Люси гладит меня по волосам.
– Мне так жаль, Мэй. Обещаю, все будет хорошо. Полдня уже прошло…
– И еще триллион остался?
Она смеется.
– Любишь ты драматизировать. Скорее сто двадцать пять с половиной дней.
– Твоя способность считать в уме реально пугает.
– Это просто.
– Для тебя, может быть, – фыркаю я.
– Ну что, хочешь сегодня вечером оторваться? – Люси умница. Разговор о нашей внеклассной деятельности – верный способ заставить меня почувствовать себя лучше.
Я киваю, все еще прижимаясь к ее плечу. Не нужно упоминать, что вот так же я сидела не далее, как прошлой ночью.
– Но до того… – Люси молчит, и я смотрю на нее. Она улыбается. – Что ж… Как я уже говорила, я собираюсь на прослушивание в новую группу.
– Это потрясающе! – Сжимаю ее руку и стараюсь говорить воодушевленно. Последнее время эта эмоция непросто мне дается.
– Так что? Ты пойдешь со мной? Ну пожалуйста? – просит Люси.
Мой желудок падает. Я почти год не вела практически никакой социальной активности, а то, что Люси предлагает, попадает в категорию событий, которые происходят за пределами моей спальни, да еще и с незнакомцами. Что меня не вдохновляет. Совсем.
Но это Люси, а Люси столько для меня сделала за последние одиннадцать месяцев и почти ничего не попросила взамен. Поэтому я киваю.
– Конечно, я пойду с тобой. – Смотрю на другие лица за столом и ловлю взгляд Хим. Она на другом конце стола, заигрывает с какой-то девушкой, которую я смутно узнаю. Хим озадаченно смотрит на меня, но я качаю головой и кладу ее на плечо Люси.

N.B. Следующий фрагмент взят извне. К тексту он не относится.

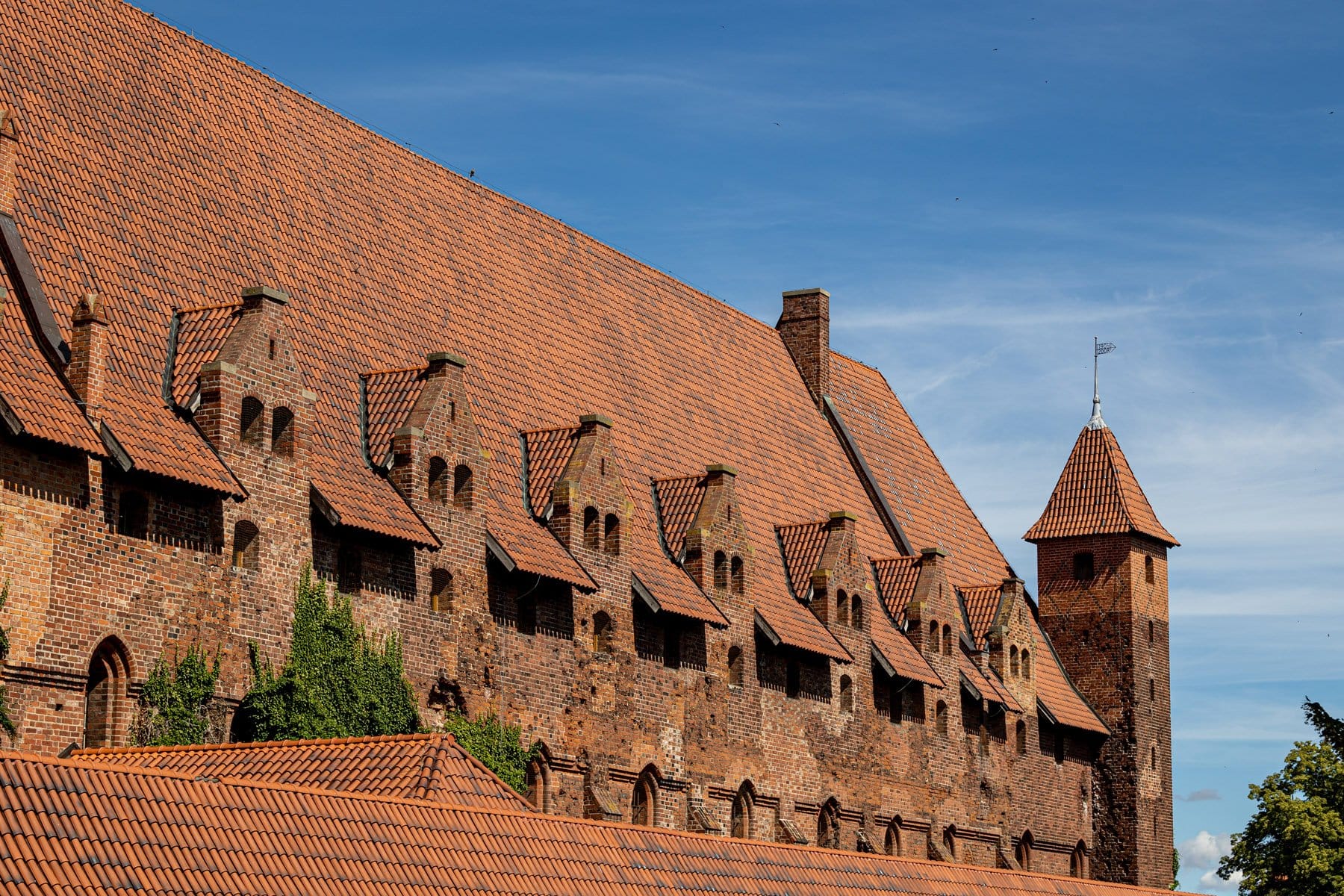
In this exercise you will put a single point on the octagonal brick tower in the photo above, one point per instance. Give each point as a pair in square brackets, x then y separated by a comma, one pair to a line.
[1101, 556]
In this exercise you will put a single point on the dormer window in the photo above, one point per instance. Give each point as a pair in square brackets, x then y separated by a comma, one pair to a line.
[463, 488]
[250, 421]
[282, 432]
[1083, 566]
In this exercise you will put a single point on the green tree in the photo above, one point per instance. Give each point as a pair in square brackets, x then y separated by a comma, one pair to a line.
[1293, 845]
[175, 704]
[336, 682]
[497, 744]
[6, 722]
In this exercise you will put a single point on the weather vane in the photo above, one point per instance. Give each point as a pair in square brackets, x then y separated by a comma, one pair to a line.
[1098, 349]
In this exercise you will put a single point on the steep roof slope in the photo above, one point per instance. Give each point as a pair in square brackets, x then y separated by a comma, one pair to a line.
[92, 829]
[167, 173]
[1097, 494]
[927, 505]
[429, 766]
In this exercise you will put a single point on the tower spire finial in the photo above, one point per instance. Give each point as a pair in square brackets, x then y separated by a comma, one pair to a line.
[1098, 349]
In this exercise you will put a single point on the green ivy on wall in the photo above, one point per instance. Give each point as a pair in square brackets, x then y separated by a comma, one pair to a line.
[176, 703]
[336, 682]
[497, 744]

– Спасибо, – благодарит она. – Слушай, я знаю, это сложно. Вернуться в школу. Видеть этих людей. Если уж мне нелегко пришлось, то тебе… – Замолкает. – Я знаю, тебе поперек горла этот вопрос, но я должна спросить. Как ты? – она говорит так обеспокоенно, что я чувствую мгновенный порыв притвориться. Притворись, притворись, притворись, что все в порядке, – это то, чему меня научили мои родители; то, что мне всегда удавалось.